Release Date: December 29, 2004
Starring: Scarlett Johansson, John Travolta, Gabriel Macht, Deborah Kara Unger
Directed by: Shainee Gabel
Written by: Shainee Gabel
Distributed by: Lions Gate Films
MPAA Rating: R (language including some sexual references)
That fable about the tortoise and the hare is a bunch of hogwash -- no way does the tortoise win -- but the reason people remember it (and the reason it’s a fable) is because life keeps providing metaphoric excuses to invoke it. The latest is Scarlett Johansson, whose unfettered ascendancy among a sea of young actresses who are either talentless or tabloid fodder has not been glamorous or sudden but merely consistent. Ten years from now, the things people say about her will be much kinder than what they say about Hilary Duff or Lindsay Lohan.
The reason is because she stars in movies like A Love Song for Bobby Long, which, though it is not spectacular or even good, is unusual. Like some of Johnasson’s other lesser-seen movies, such as Girl With a Pearl Earring, it deviates from the teen genre enough to suggest that Johnasson is more concerned with the lateral boundaries of her range than the vertical ones. It is one thing to be good at making one kind of movie. But it is a different and much better thing altogether to be good at making several kinds.
A Love Song for Bobby Long, which is written and directed by Shainee Gabel and adapted from Ronald Everett Capps’s novel, pairs Johnasson with John Travolta, who is in something like his third or fourth comeback stage here, and with Gabriel Macht, who, if he wants to make a comeback, still needs to find a career he can screw up in the first place. She is thus in the extraordinarily unlikely position of being the best actor in the movie, which, though it looks good for her, is not so good for the film: She is cast in support of Travolta and Macht, both of whom take too much time to warm up.
Travolta plays Bobby Long, a former Auburn University English professor who is now a washed-up drunk living in a dilapidated New Orleans house with his protégé, a writer named Lawson Pines (Macht). The house actually belongs to the dead mother of Pursy Will (Johansson) -- Bobby attends her funeral in the opening scene -- and so, with no place else to go after her mother dies, Pursy grudgingly moves in with Bobby and Lawson.
Most of the rest of the film is your run-of-the-mill coming-of-age story, paired with an odd-couple angle and given literary highlights: the young, impetuous, impulsive student character initially butts heads with the older, wiser, washed-up teacher character before coming to an understanding. From the moment Bobby Long makes his entrance, we know he’s wiser than his alcohol-soaked demeanor lets on, and the belated way in which Pursy eventually comes to this conclusion as well is somewhat routine. A lot of the time this seems like a deep-fried version of Finding Forrester.

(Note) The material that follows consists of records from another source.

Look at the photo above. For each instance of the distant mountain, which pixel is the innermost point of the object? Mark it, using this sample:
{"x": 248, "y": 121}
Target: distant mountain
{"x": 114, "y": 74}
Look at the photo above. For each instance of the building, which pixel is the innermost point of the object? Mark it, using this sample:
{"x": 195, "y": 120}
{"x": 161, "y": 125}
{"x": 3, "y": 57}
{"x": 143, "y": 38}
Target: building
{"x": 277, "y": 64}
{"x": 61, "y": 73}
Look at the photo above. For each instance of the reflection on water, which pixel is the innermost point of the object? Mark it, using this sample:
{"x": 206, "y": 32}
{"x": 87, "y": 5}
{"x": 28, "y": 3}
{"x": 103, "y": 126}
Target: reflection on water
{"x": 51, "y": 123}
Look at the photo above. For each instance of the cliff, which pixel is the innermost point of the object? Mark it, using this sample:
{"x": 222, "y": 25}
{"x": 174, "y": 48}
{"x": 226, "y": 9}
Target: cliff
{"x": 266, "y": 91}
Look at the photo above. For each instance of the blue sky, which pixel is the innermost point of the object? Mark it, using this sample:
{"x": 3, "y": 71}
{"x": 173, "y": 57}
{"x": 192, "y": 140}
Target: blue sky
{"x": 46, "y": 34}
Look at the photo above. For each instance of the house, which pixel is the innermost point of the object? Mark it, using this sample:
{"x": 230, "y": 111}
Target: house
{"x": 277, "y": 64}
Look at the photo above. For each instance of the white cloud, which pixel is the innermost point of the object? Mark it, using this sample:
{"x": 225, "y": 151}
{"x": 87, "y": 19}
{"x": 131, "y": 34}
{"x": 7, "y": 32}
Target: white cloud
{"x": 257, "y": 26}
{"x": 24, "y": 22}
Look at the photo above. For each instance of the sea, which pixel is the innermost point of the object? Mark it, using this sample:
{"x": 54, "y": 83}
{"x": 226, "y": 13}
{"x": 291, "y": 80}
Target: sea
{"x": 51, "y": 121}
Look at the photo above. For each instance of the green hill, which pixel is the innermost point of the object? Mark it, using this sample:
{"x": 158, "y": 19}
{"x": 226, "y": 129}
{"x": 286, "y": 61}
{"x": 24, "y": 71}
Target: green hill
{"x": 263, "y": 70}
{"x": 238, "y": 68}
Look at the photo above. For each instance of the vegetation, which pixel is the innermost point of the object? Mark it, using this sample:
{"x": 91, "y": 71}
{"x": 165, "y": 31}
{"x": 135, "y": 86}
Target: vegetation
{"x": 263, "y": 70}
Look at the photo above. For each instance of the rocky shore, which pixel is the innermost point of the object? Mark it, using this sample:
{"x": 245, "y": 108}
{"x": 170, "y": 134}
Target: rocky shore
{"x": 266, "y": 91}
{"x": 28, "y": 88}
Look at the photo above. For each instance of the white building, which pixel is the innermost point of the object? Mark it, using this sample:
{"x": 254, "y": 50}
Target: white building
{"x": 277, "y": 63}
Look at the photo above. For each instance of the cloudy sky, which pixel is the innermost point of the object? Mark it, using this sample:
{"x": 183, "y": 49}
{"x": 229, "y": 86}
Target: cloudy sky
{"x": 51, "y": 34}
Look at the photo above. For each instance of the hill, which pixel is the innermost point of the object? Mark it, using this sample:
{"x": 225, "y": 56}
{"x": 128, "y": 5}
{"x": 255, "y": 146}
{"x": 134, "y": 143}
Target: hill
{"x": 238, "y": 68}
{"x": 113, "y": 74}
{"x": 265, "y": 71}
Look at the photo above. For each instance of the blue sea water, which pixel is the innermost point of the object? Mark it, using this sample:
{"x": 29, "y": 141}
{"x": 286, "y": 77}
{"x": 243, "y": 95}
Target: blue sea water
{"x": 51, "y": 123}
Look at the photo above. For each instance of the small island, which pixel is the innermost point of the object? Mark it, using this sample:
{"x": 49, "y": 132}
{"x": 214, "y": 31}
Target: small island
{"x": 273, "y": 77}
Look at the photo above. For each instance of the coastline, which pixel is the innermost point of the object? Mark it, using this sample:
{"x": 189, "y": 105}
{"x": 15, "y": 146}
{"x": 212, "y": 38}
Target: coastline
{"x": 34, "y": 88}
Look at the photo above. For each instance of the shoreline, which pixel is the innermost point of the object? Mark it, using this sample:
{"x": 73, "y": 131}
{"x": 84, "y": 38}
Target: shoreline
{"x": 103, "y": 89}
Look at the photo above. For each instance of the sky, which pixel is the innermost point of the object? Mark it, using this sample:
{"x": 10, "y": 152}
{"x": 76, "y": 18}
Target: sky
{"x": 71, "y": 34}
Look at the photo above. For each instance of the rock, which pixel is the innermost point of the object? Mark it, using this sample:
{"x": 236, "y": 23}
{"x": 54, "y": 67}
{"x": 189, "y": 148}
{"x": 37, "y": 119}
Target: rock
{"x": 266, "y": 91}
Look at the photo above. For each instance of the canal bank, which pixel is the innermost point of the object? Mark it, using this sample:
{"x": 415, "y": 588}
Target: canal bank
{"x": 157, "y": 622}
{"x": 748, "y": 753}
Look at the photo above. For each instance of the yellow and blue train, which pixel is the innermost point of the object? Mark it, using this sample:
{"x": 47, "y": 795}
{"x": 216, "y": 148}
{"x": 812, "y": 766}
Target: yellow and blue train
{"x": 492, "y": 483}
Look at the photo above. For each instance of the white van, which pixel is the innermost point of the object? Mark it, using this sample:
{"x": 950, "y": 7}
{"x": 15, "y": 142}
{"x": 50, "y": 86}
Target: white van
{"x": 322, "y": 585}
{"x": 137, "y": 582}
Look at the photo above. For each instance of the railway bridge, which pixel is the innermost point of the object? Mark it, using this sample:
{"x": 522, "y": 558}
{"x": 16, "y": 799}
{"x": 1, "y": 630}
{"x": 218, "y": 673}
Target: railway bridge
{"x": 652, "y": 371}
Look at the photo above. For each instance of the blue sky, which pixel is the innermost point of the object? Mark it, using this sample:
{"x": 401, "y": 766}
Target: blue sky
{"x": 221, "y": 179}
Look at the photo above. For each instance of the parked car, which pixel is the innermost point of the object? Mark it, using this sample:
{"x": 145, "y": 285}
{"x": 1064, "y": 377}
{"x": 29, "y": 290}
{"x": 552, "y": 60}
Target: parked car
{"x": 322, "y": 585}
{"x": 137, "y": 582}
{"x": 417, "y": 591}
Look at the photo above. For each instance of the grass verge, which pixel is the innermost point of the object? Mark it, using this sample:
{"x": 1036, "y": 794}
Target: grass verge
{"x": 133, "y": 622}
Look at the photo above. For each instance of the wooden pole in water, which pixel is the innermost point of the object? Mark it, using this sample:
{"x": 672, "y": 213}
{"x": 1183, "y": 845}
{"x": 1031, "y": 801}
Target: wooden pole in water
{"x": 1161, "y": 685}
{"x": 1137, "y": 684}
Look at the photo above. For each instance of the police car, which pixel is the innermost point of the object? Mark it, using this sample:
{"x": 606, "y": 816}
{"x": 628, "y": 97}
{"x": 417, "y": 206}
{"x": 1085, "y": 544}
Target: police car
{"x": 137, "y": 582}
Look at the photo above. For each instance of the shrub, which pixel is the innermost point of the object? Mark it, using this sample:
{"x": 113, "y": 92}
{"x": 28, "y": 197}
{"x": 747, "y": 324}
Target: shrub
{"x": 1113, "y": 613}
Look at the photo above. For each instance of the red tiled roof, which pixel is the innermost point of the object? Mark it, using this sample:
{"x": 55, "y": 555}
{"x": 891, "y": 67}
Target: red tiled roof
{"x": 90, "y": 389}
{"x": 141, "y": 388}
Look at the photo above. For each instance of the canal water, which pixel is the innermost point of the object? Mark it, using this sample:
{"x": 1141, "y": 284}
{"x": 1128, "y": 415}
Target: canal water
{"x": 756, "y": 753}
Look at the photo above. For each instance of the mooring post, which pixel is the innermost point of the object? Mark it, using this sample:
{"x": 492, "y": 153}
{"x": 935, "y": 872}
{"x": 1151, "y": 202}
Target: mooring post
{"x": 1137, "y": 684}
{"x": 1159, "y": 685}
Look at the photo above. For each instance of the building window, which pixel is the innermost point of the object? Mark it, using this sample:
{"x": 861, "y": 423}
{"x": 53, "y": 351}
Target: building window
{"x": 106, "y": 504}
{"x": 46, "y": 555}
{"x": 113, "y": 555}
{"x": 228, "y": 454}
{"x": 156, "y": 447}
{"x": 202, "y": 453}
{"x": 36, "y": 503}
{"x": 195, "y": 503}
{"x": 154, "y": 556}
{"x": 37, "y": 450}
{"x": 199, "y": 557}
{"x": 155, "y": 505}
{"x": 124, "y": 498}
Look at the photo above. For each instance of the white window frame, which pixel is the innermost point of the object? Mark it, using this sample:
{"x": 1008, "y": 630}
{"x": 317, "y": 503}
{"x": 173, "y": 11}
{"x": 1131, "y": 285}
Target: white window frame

Like Forrester, Bobby Long is one of those movies where every character has secrets, and the gradual revelation of these secrets adds unexpected depth to the characters. At first Travolta’s portrayal of Bobby plays like a hammed-up version of the Arkansas politician he did in Primary Colors, but he hits his stride in the second and third acts as other characters reveal more details about him (such as the reason why he stopped teaching and started drinking, which I will not reveal here since it is an important part of the plot; likewise for the final major plot development, near the very end). Lawson and Pursy become fuller as well, feeling their way around a tentative romance that is complicated by Lawson’s no-strings-attached involvement with a local barmaid played by Deborah Kara Unger.
Pursy, however, remains the simplest of the three main characters, so Bobby Long is a good chance to watch Johansson work, putting subtle inflections into an otherwise underwritten character the way a good actor will. Johansson grew up New York City, but she has the Louisiana accent down. She develops a set of character tics and sticks ruthlessly to them (her reaction to unsettling second-act news is to grab a jar of peanut butter and a bag of candy and start eating). She has a quiet demeanor, but her wide, green eyes are sharp, and you can see that she is devouring all of the scenery and people around her. She transforms Pursy from a cliché into a real person.
It probably helps that Johansson is in a coming-of-age movie as she is coming of age herself, and also that most young actors look good in coming-of-age movies, regardless of their own talent. But unlike, for example, Rob Brown, who played the young, impetuous, impulsive student character in Finding Forrester, Johansson will still be around long after she has come of age -- even if she has to (or maybe because she did) make movies like A Love Song for Bobby Long in the process.